【Emile Zola】Le Ventre de Paris I (55)
Il leva une dernière fois les yeux, il regarda les Halles. Elles flambaient
dans le soleil. Un grand rayon entrait par le bout de la rue couverte, au
fond, trouant la masse des pavillons d’un portique de lumière ; et, battant
la nappe des toitures, une pluie ardente tombait. L’énorme charpente de
fonte se noyait, bleuissait, n’était plus qu’un profil sombre sur les flammes
d’incendie du levant. En haut, une vitre s’allumait, une goutte de clarté
roulait jusqu’aux gouttières, le long de la pente des larges plaques de zinc.

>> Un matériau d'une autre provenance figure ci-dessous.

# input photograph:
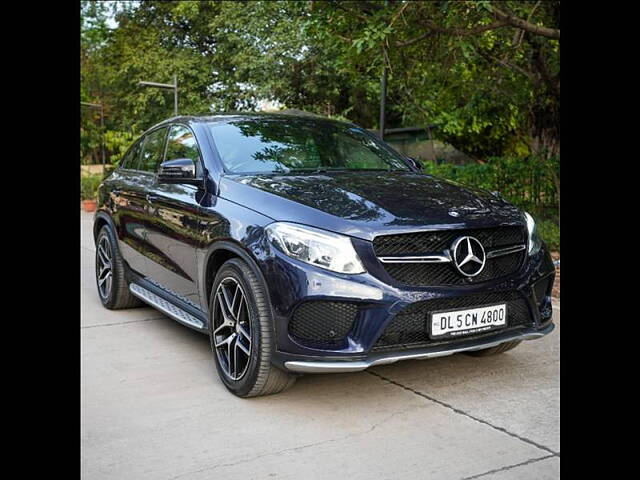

Ce fut alors une cité tumultueuse dans une poussière d’or volante. Le réveil
avait grandi, du ronflement des maraîchers, couchés sous leurs limousines,
au roulement plus vif des arrivages. Maintenant, la ville entière repliait ses
grilles ; les carreaux bourdonnaient, les pavillons grondaient ; toutes les
voix donnaient, et l’on eût dit l’épanouissement magistral de cette phrase
que Florent, depuis quatre heures du matin, entendait se traîner et se grossir
dans l’ombre. À droite, à gauche, de tous côtés, des glapissements de criée
mettaient des notes aiguës de petite flûte, au milieu des basses sourdes de
la foule. C’était la marée, c’étaient les beurres, c’était la volaille, c’était la
viande. Des volées de cloche passaient, secouant derrière elles le murmure
des marchés qui s’ouvraient. Autour de lui, le soleil enflammait les légumes.
Il ne reconnaissait plus l’aquarelle tendre des pâleurs de l’aube. Les cœurs
élargis des salades brûlaient, la gamme du vert éclatait en vigueurs superbes,
les carottes saignaient, les navets devenaient incandescents, dans ce brasier
triomphal. À sa gauche, des tombereaux de choux s’éboulaient encore. Il
tourna les yeux, il vit, au loin, des camions qui débouchaient toujours de
la rue Turbigo. La mer continuait à monter. Il l’avait sentie à ses chevilles,
puis à son ventre ; elle menaçait, à cette heure, de passer par-dessus sa tête.